Saturday, January 02, 2010

Run your own bandwidth test

Happy 2010 to all my readers. A new post to start off this year. Back in November, I wrote about bandwidth testing through javascript. I've just created a github project for it, and am making the code available for anyone to download and use on their own servers. Use this if you want to know what your site's users' bandwidth is, and perhaps customise the experience for different bandwidths.

Get the ZIP file
(updated to 1.1)

The zip file contains:
  • bw-test.js: the javascript file you need
  • image-*.png: bandwidth testing images
  • README: brief instructions
  • tests/*.html: simple tests that show you how to use the code
Unzip the file into a directory in your web root. You really only need the javascript and the images, so you can get rid of the rest. The javascript does not need to be in the same directory as the images, just make sure the base_url variable points to the URL where the images are. This means that you can offload the javascript onto a CDN and keep the images on your own server. You shouldn't push the images to a CDN, because that will measure your user's effective bandwidth when accessing the CDN and not your server, which is presumably what you'd like to know. You'd probably also want to minify the javascript before using it. I'll provide a minified version in a later release.
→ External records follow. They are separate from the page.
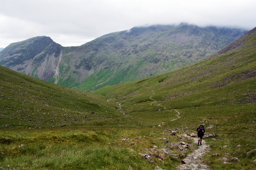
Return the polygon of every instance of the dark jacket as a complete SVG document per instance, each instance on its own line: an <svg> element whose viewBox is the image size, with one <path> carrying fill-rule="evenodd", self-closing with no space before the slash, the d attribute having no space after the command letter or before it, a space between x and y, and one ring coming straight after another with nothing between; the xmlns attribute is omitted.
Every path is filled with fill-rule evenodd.
<svg viewBox="0 0 256 170"><path fill-rule="evenodd" d="M198 129L200 129L200 127L196 129L196 131L197 131L198 130ZM199 130L198 132L198 136L203 136L204 135L204 132L205 132L205 130L204 130L204 128L203 128L201 130Z"/></svg>

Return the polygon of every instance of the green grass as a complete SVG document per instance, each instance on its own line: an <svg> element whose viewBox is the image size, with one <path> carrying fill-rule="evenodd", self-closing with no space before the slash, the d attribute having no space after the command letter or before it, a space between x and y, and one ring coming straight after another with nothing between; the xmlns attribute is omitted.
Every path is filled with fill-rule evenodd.
<svg viewBox="0 0 256 170"><path fill-rule="evenodd" d="M169 144L190 144L180 135L203 124L215 127L206 134L218 135L205 139L211 150L203 161L211 169L253 169L256 154L246 153L256 149L256 37L239 50L94 93L0 66L0 168L175 169L197 147ZM240 161L230 162L235 157Z"/></svg>

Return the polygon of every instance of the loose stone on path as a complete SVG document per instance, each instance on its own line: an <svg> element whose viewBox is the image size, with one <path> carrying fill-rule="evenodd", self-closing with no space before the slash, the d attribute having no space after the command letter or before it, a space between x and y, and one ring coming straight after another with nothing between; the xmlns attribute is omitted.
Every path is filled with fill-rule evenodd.
<svg viewBox="0 0 256 170"><path fill-rule="evenodd" d="M185 135L186 136L186 135ZM194 139L194 143L197 143L198 139ZM202 141L202 145L194 151L192 153L188 155L186 158L183 159L181 162L183 164L177 167L180 170L209 170L209 167L203 162L204 156L207 152L209 151L210 149L209 145L205 144L204 140Z"/></svg>

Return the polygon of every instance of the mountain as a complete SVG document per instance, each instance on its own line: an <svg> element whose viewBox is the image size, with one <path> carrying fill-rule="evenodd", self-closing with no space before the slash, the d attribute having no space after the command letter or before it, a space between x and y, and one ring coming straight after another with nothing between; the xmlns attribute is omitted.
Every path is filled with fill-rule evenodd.
<svg viewBox="0 0 256 170"><path fill-rule="evenodd" d="M45 82L2 66L0 103L0 125L7 124L11 128L59 127L62 124L100 125L105 122L102 118L110 116L109 113L116 119L120 116L114 113L114 105L105 97Z"/></svg>
<svg viewBox="0 0 256 170"><path fill-rule="evenodd" d="M255 56L256 28L195 63L93 94L0 66L0 169L253 170ZM201 124L198 147L188 135Z"/></svg>
<svg viewBox="0 0 256 170"><path fill-rule="evenodd" d="M177 70L216 53L246 32L185 23L134 27L69 47L49 37L38 37L12 43L0 51L0 65L92 91Z"/></svg>
<svg viewBox="0 0 256 170"><path fill-rule="evenodd" d="M152 77L106 86L94 93L118 99L126 109L131 109L130 112L136 109L134 105L151 102L160 102L169 109L255 104L256 47L256 28L195 63ZM143 108L147 110L147 107Z"/></svg>

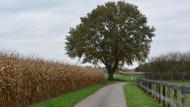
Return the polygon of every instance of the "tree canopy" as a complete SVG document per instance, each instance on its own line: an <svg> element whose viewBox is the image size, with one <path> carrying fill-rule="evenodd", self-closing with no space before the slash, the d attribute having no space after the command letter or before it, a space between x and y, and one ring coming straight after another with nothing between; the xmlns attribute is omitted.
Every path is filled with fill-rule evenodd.
<svg viewBox="0 0 190 107"><path fill-rule="evenodd" d="M71 28L66 37L66 51L83 63L103 63L111 80L119 64L145 60L154 31L137 6L123 1L107 2Z"/></svg>

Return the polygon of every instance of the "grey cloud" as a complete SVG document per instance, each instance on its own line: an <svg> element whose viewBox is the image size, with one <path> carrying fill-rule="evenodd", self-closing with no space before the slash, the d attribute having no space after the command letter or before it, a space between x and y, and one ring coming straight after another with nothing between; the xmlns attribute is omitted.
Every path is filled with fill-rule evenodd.
<svg viewBox="0 0 190 107"><path fill-rule="evenodd" d="M25 55L80 64L65 55L65 35L97 5L109 0L0 1L0 48ZM112 0L118 1L118 0ZM171 51L190 51L190 1L125 0L135 4L156 28L150 57ZM132 67L137 66L135 63Z"/></svg>

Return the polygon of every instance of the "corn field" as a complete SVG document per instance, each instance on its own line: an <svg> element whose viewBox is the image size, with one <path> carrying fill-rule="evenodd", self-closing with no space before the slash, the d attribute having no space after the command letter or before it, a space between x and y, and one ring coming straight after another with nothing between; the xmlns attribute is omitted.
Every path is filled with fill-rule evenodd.
<svg viewBox="0 0 190 107"><path fill-rule="evenodd" d="M99 69L0 52L0 107L25 107L103 80Z"/></svg>

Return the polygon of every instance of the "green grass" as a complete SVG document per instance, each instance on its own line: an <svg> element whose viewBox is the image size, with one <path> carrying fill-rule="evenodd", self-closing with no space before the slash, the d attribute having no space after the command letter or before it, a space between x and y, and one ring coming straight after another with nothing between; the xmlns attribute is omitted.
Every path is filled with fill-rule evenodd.
<svg viewBox="0 0 190 107"><path fill-rule="evenodd" d="M77 91L73 91L62 95L60 97L52 98L47 101L33 104L29 107L73 107L75 104L86 98L87 96L93 94L98 89L111 84L112 82L104 82L100 84L95 84L87 88L83 88Z"/></svg>
<svg viewBox="0 0 190 107"><path fill-rule="evenodd" d="M130 75L122 75L122 74L114 74L114 78L116 80L123 80L123 81L136 81L137 80L137 76L130 76Z"/></svg>
<svg viewBox="0 0 190 107"><path fill-rule="evenodd" d="M107 74L105 74L105 78L107 78ZM114 80L118 81L129 81L129 82L135 82L138 78L138 76L131 76L131 75L122 75L122 74L114 74L113 75Z"/></svg>
<svg viewBox="0 0 190 107"><path fill-rule="evenodd" d="M151 97L146 95L136 83L128 83L124 86L127 107L162 107Z"/></svg>

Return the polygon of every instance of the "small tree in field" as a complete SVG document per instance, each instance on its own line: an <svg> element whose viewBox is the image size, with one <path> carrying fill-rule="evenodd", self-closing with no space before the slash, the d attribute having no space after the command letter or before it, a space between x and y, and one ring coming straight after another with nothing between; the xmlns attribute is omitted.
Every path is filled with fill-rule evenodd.
<svg viewBox="0 0 190 107"><path fill-rule="evenodd" d="M70 30L66 51L83 63L103 63L108 80L113 80L120 63L131 65L145 60L154 31L137 6L108 2L82 17L81 23Z"/></svg>

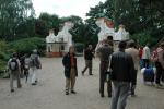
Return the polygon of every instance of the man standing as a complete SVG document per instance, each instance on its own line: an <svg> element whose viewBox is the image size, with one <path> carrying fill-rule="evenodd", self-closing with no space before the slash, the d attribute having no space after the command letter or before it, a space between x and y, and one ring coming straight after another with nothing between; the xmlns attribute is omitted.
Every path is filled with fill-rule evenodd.
<svg viewBox="0 0 164 109"><path fill-rule="evenodd" d="M112 109L125 109L130 88L130 82L133 78L132 57L125 52L127 43L120 41L119 51L113 53L110 61L113 98Z"/></svg>
<svg viewBox="0 0 164 109"><path fill-rule="evenodd" d="M84 59L85 59L85 68L82 71L82 75L84 75L85 71L89 69L89 74L92 74L92 59L94 58L93 47L89 45L89 47L84 50Z"/></svg>
<svg viewBox="0 0 164 109"><path fill-rule="evenodd" d="M156 87L161 88L162 84L161 84L161 78L162 78L162 73L164 73L164 43L162 43L160 45L160 47L156 49L156 62L155 62L155 66L156 66Z"/></svg>
<svg viewBox="0 0 164 109"><path fill-rule="evenodd" d="M21 88L21 80L20 80L20 74L21 74L21 63L20 60L17 59L17 53L13 53L12 58L8 61L8 69L10 72L10 88L11 93L14 92L14 78L17 80L17 88Z"/></svg>
<svg viewBox="0 0 164 109"><path fill-rule="evenodd" d="M108 45L107 40L103 40L103 47L98 48L96 55L101 59L99 64L99 93L101 97L104 97L104 84L106 81L106 72L109 64L109 56L113 53L113 47ZM108 97L112 97L112 82L107 82Z"/></svg>
<svg viewBox="0 0 164 109"><path fill-rule="evenodd" d="M73 46L69 48L69 52L63 57L62 64L65 66L65 76L66 76L66 95L69 95L70 89L72 94L77 94L77 92L74 90L74 85L75 85L75 76L78 76L78 68Z"/></svg>
<svg viewBox="0 0 164 109"><path fill-rule="evenodd" d="M39 60L39 56L37 55L37 50L34 49L33 50L33 53L31 55L31 84L32 85L37 85L37 73L38 73L38 69L42 69L42 63L40 63L40 60Z"/></svg>
<svg viewBox="0 0 164 109"><path fill-rule="evenodd" d="M148 44L147 44L142 51L143 68L149 69L150 57L151 57L150 48L148 47Z"/></svg>
<svg viewBox="0 0 164 109"><path fill-rule="evenodd" d="M136 85L137 85L137 73L138 73L138 69L139 69L139 50L136 49L136 44L134 41L130 41L128 45L128 49L126 49L126 52L129 53L132 57L133 60L133 64L134 64L134 78L132 78L133 81L131 82L130 85L130 89L131 89L131 96L134 96L134 89L136 89Z"/></svg>

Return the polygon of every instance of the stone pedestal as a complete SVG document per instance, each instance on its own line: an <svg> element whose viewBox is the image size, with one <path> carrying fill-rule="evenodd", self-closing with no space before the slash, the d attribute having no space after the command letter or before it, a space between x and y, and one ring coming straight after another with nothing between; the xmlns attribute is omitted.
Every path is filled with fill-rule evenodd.
<svg viewBox="0 0 164 109"><path fill-rule="evenodd" d="M47 50L47 57L52 58L63 56L66 43L48 43L47 45L51 45L51 51Z"/></svg>

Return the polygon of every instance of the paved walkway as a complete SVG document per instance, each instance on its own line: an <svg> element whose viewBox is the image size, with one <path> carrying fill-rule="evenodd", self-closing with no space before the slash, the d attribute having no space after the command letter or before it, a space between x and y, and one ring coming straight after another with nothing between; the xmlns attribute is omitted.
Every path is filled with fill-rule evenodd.
<svg viewBox="0 0 164 109"><path fill-rule="evenodd" d="M98 94L98 59L94 60L94 75L81 75L83 58L78 58L79 77L77 95L65 95L65 77L61 58L43 59L37 86L25 84L11 94L9 80L0 80L0 109L109 109L110 98L101 98ZM138 78L138 96L128 98L126 109L164 109L164 90L142 83Z"/></svg>

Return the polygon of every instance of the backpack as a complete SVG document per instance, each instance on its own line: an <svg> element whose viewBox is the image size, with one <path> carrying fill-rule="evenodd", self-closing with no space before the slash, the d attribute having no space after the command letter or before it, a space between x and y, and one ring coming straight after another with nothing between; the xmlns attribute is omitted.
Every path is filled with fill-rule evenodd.
<svg viewBox="0 0 164 109"><path fill-rule="evenodd" d="M156 62L159 60L157 50L154 50L151 55L152 62Z"/></svg>
<svg viewBox="0 0 164 109"><path fill-rule="evenodd" d="M37 56L32 56L31 57L31 66L36 66L37 69L39 69L39 60Z"/></svg>
<svg viewBox="0 0 164 109"><path fill-rule="evenodd" d="M9 69L11 71L16 71L19 70L19 63L17 63L17 59L12 59L9 63Z"/></svg>
<svg viewBox="0 0 164 109"><path fill-rule="evenodd" d="M25 58L24 59L24 69L30 69L30 59L28 58Z"/></svg>

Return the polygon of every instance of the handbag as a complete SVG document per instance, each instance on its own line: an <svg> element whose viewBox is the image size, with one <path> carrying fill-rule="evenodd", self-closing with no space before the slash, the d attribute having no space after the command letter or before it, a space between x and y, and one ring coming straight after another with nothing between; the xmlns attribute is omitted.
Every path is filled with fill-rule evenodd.
<svg viewBox="0 0 164 109"><path fill-rule="evenodd" d="M107 69L107 71L105 72L106 82L109 82L109 81L110 81L110 77L112 77L112 72L113 72L113 70L110 69L110 63L112 63L112 56L109 56L108 69Z"/></svg>

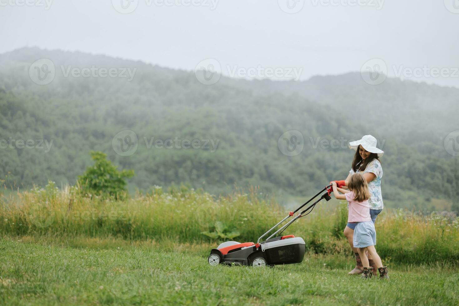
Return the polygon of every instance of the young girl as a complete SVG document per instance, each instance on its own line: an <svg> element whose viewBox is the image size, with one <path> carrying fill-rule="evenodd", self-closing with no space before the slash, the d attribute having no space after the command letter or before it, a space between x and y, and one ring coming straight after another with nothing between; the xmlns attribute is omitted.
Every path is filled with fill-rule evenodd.
<svg viewBox="0 0 459 306"><path fill-rule="evenodd" d="M338 200L346 200L349 203L347 222L356 223L354 230L353 243L354 247L358 248L364 266L364 273L362 277L368 278L371 278L373 275L373 267L369 266L368 257L365 254L365 251L368 250L368 253L373 257L378 268L380 278L389 278L387 267L382 266L381 259L375 248L376 230L370 216L369 204L368 203L370 194L366 180L361 173L353 174L347 184L349 190L337 188L336 182L333 182L332 184L335 197ZM340 195L338 191L344 194Z"/></svg>

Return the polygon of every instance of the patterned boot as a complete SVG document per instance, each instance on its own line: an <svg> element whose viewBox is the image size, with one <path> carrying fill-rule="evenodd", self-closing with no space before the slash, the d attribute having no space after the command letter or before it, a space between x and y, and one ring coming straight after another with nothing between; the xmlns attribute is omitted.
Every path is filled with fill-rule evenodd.
<svg viewBox="0 0 459 306"><path fill-rule="evenodd" d="M362 278L371 278L373 276L373 267L364 268L364 273L360 276Z"/></svg>
<svg viewBox="0 0 459 306"><path fill-rule="evenodd" d="M358 253L354 253L355 255L355 267L352 271L347 274L350 275L354 274L360 274L364 272L364 266L362 264L362 261L360 260L360 256Z"/></svg>
<svg viewBox="0 0 459 306"><path fill-rule="evenodd" d="M375 263L375 261L373 259L369 259L368 262L370 264L370 267L372 267L373 268L373 276L376 276L378 275L378 267L376 266L376 264Z"/></svg>
<svg viewBox="0 0 459 306"><path fill-rule="evenodd" d="M389 275L387 275L387 266L385 266L380 268L378 268L379 271L379 278L389 279Z"/></svg>

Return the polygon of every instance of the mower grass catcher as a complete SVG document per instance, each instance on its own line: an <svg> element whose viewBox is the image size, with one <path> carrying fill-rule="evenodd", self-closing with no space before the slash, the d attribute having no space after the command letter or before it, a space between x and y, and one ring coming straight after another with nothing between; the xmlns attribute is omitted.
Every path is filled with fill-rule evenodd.
<svg viewBox="0 0 459 306"><path fill-rule="evenodd" d="M291 211L280 222L262 235L261 237L258 238L256 244L253 242L240 243L236 241L226 241L220 244L216 249L213 249L210 251L210 256L209 256L209 263L211 266L226 264L264 267L301 262L304 257L304 240L302 238L295 237L293 235L281 236L281 234L285 228L297 219L311 212L315 205L322 199L325 199L327 201L330 200L331 186L331 184L325 186L294 211ZM324 190L327 191L324 193L319 200L297 215L265 240L260 242L263 237L268 235L271 231L291 217L293 217L298 211L315 199ZM273 237L274 236L275 237L273 238Z"/></svg>

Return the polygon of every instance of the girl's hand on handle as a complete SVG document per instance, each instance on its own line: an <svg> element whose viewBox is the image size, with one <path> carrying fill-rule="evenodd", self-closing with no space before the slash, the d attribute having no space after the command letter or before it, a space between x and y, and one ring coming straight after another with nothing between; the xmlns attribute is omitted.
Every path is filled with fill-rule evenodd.
<svg viewBox="0 0 459 306"><path fill-rule="evenodd" d="M342 181L333 181L336 184L336 187L338 188L341 188L341 187L346 186L346 181L343 180ZM332 183L330 182L330 183Z"/></svg>

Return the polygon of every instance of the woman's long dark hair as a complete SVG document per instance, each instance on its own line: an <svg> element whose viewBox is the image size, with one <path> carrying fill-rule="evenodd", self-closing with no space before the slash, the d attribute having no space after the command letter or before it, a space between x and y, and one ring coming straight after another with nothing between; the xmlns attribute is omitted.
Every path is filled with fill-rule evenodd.
<svg viewBox="0 0 459 306"><path fill-rule="evenodd" d="M362 161L364 160L360 156L359 152L360 150L360 145L359 145L357 147L357 150L355 152L355 155L354 156L354 160L352 161L352 170L354 170L354 172L357 172L358 169L359 171L363 171L366 168L368 164L373 161L373 160L377 160L378 161L381 162L379 157L378 157L378 154L373 153L370 154L370 156L365 158L365 161L362 162Z"/></svg>

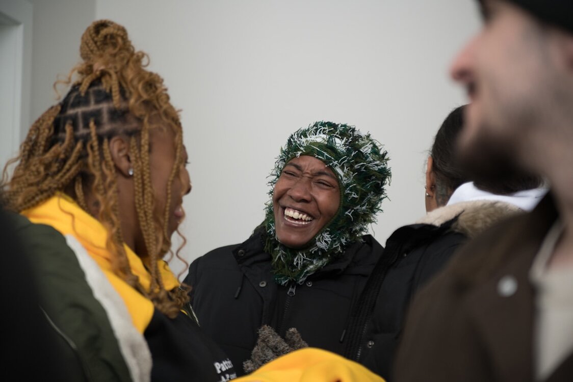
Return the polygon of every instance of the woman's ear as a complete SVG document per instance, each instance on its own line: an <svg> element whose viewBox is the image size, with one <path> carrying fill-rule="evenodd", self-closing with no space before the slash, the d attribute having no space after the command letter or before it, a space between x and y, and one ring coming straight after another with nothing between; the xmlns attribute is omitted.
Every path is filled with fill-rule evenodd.
<svg viewBox="0 0 573 382"><path fill-rule="evenodd" d="M434 196L434 190L435 188L435 176L434 175L434 170L432 170L433 165L434 159L431 156L428 156L426 167L426 186L425 188L426 188L426 196L429 198Z"/></svg>
<svg viewBox="0 0 573 382"><path fill-rule="evenodd" d="M117 171L125 178L131 178L134 175L134 167L128 138L120 135L112 137L109 140L109 152Z"/></svg>

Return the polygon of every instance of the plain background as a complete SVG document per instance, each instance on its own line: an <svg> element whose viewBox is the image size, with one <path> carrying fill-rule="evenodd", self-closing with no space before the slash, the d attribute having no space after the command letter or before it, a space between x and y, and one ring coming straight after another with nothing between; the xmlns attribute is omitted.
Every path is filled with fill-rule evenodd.
<svg viewBox="0 0 573 382"><path fill-rule="evenodd" d="M30 121L56 102L52 84L79 60L93 20L123 25L149 54L182 110L193 184L181 227L187 261L248 237L263 219L280 148L317 120L355 125L389 152L393 175L371 229L376 239L383 244L422 216L427 150L465 100L449 64L480 25L473 0L0 3L0 13L7 4L33 8L32 84L23 90Z"/></svg>

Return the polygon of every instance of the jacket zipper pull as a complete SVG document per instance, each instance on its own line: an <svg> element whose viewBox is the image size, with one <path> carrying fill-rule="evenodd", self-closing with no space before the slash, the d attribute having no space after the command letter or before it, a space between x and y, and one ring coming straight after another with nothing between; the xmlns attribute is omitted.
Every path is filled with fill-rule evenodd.
<svg viewBox="0 0 573 382"><path fill-rule="evenodd" d="M292 284L291 286L288 288L288 292L286 292L286 294L291 296L291 297L295 296L295 293L296 292L296 284Z"/></svg>

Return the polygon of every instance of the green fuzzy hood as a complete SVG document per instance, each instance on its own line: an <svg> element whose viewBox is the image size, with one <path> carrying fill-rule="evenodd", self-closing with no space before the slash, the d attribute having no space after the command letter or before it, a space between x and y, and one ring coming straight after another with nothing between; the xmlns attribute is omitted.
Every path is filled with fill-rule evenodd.
<svg viewBox="0 0 573 382"><path fill-rule="evenodd" d="M309 155L323 162L338 179L338 211L303 249L292 249L276 238L272 195L285 165L294 157ZM309 275L339 258L348 245L362 240L368 225L376 222L387 196L384 186L391 176L388 153L382 145L354 126L316 122L289 137L270 174L264 223L265 250L273 258L275 279L281 285L302 283Z"/></svg>

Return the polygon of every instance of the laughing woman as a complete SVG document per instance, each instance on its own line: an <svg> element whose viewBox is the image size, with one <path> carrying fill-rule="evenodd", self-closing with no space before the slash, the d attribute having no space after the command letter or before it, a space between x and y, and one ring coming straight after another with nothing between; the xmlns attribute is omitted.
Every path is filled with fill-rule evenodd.
<svg viewBox="0 0 573 382"><path fill-rule="evenodd" d="M134 379L148 380L150 368L155 380L234 376L183 312L186 289L163 260L191 190L183 131L163 80L112 22L88 27L80 53L76 82L21 145L4 187L7 206L65 236Z"/></svg>
<svg viewBox="0 0 573 382"><path fill-rule="evenodd" d="M237 369L263 325L246 372L305 341L344 353L356 298L382 252L364 233L386 197L387 161L353 127L300 129L276 163L263 224L191 264L186 281L199 320Z"/></svg>

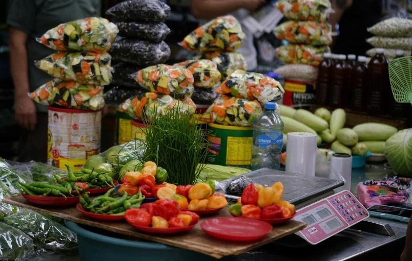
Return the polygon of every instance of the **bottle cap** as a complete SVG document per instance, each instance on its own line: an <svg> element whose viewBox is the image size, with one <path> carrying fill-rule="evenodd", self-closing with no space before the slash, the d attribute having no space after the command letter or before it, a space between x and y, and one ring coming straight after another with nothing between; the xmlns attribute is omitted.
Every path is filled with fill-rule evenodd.
<svg viewBox="0 0 412 261"><path fill-rule="evenodd" d="M405 52L403 50L396 50L397 56L403 56L405 55Z"/></svg>
<svg viewBox="0 0 412 261"><path fill-rule="evenodd" d="M276 108L276 104L274 102L266 102L264 103L264 108L266 110L275 110Z"/></svg>
<svg viewBox="0 0 412 261"><path fill-rule="evenodd" d="M358 57L358 61L361 62L366 62L367 61L366 57L365 56L359 56Z"/></svg>

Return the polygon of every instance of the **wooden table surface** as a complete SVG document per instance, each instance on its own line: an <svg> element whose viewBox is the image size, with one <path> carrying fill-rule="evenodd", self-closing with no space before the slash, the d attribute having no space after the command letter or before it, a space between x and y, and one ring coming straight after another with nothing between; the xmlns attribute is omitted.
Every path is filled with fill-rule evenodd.
<svg viewBox="0 0 412 261"><path fill-rule="evenodd" d="M305 223L290 220L282 224L274 225L272 231L261 240L253 242L236 242L213 238L206 234L200 228L200 224L208 219L230 217L227 208L220 210L213 216L201 218L197 225L188 232L172 235L156 235L140 232L125 220L105 221L88 218L79 212L75 206L58 208L36 206L26 200L20 195L9 197L4 199L3 202L70 220L78 224L125 235L128 237L143 239L195 251L217 258L243 254L251 249L293 234L306 226Z"/></svg>

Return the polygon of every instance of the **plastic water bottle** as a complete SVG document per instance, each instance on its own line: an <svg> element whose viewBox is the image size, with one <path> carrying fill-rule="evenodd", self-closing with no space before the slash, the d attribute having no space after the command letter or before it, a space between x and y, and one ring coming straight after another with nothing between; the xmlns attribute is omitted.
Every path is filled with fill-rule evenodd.
<svg viewBox="0 0 412 261"><path fill-rule="evenodd" d="M283 122L275 112L276 104L265 102L266 110L253 125L252 169L279 170L283 145Z"/></svg>

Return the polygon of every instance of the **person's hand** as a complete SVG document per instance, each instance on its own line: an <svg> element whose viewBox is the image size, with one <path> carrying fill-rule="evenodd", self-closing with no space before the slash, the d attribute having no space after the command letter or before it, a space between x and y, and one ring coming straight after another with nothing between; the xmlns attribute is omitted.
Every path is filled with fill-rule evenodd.
<svg viewBox="0 0 412 261"><path fill-rule="evenodd" d="M265 0L241 0L242 8L251 12L258 10L265 4Z"/></svg>
<svg viewBox="0 0 412 261"><path fill-rule="evenodd" d="M27 130L34 130L37 123L36 105L27 96L16 97L14 117L19 125Z"/></svg>

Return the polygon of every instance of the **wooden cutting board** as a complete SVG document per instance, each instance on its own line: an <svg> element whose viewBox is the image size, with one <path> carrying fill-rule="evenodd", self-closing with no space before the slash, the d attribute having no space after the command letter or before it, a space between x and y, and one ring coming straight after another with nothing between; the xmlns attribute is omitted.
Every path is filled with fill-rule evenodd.
<svg viewBox="0 0 412 261"><path fill-rule="evenodd" d="M233 255L239 255L293 234L306 226L305 223L290 220L280 225L275 225L273 229L265 238L253 242L235 242L213 238L206 234L200 228L200 224L204 220L218 217L228 217L230 215L227 208L222 209L217 214L201 218L197 225L190 231L175 235L156 235L140 232L126 221L104 221L93 219L83 215L75 208L46 207L32 204L20 195L9 197L3 200L8 204L32 209L40 213L48 214L78 224L87 225L105 229L128 237L141 239L159 242L189 250L202 253L217 258Z"/></svg>

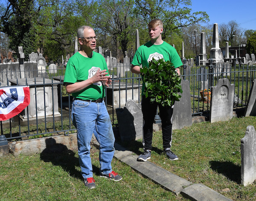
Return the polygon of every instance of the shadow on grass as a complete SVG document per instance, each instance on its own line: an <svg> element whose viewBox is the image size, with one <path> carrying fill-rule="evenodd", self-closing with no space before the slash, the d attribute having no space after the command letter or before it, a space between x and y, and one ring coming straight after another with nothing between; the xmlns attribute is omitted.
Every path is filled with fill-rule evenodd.
<svg viewBox="0 0 256 201"><path fill-rule="evenodd" d="M209 164L211 168L213 170L219 174L222 174L229 179L238 184L241 184L241 167L228 161L211 161Z"/></svg>
<svg viewBox="0 0 256 201"><path fill-rule="evenodd" d="M71 176L83 181L80 171L76 169L76 167L80 168L80 165L75 153L68 149L65 145L56 143L52 138L47 139L45 142L46 148L40 155L41 159L44 162L50 162L54 165L61 166ZM98 167L93 165L93 169L96 175L99 175Z"/></svg>

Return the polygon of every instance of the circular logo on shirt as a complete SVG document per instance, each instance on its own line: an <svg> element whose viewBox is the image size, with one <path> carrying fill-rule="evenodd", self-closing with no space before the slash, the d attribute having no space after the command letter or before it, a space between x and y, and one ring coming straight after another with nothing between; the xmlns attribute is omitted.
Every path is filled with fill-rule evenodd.
<svg viewBox="0 0 256 201"><path fill-rule="evenodd" d="M148 62L151 61L153 60L153 58L156 60L158 60L160 59L163 59L163 55L159 54L158 52L155 52L154 53L151 54L148 56ZM163 59L163 60L164 61L164 59Z"/></svg>
<svg viewBox="0 0 256 201"><path fill-rule="evenodd" d="M91 78L93 77L93 75L95 75L95 73L96 73L96 72L97 72L97 71L98 71L99 69L99 68L98 67L93 66L90 69L89 69L89 71L88 71L88 79L90 78ZM93 84L97 85L99 86L101 86L102 85L102 83L100 81L97 82L97 83L93 83Z"/></svg>

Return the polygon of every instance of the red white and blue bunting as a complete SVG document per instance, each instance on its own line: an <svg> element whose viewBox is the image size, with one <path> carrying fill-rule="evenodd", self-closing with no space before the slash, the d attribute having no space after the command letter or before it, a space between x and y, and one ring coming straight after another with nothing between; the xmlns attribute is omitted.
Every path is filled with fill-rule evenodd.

The test runs automatically once the code is included, so to avoid interfering with the download of your page's components, make sure it's the last thing on your page.

If you want to get a little more adventurous, you could set the auto_run variable to false, and then start the test whenever you're ready to run it by calling PERFORMANCE.BWTest.run().

Once the test completes, it will fire the PERFORMANCE.BWTest.oncomplete event. You can attach your own function to this event to do what you want with the results. You can also beacon back the results to your server by setting the beacon_url variable. This URL will be called with the following URL parameters:
  • bw: The median bandwidth in bytes/second
  • latency: The median HTTP latency in milliseconds
  • bwg: The geometric mean of bandwidth measurements in bytes/second
  • latencyg: The geometric mean of HTTP latency measurements in milliseconds
Your script that handles this URL may store these details in a database keyed on the user's IP or at least some part of it, and perhaps set a cookie to avoid running the test if you already know their bandwidth.

The code is distributed under the BSD license, so use it as you like.

Note that all variables mentioned above are in the PERFORMANCE.BWTest namespace.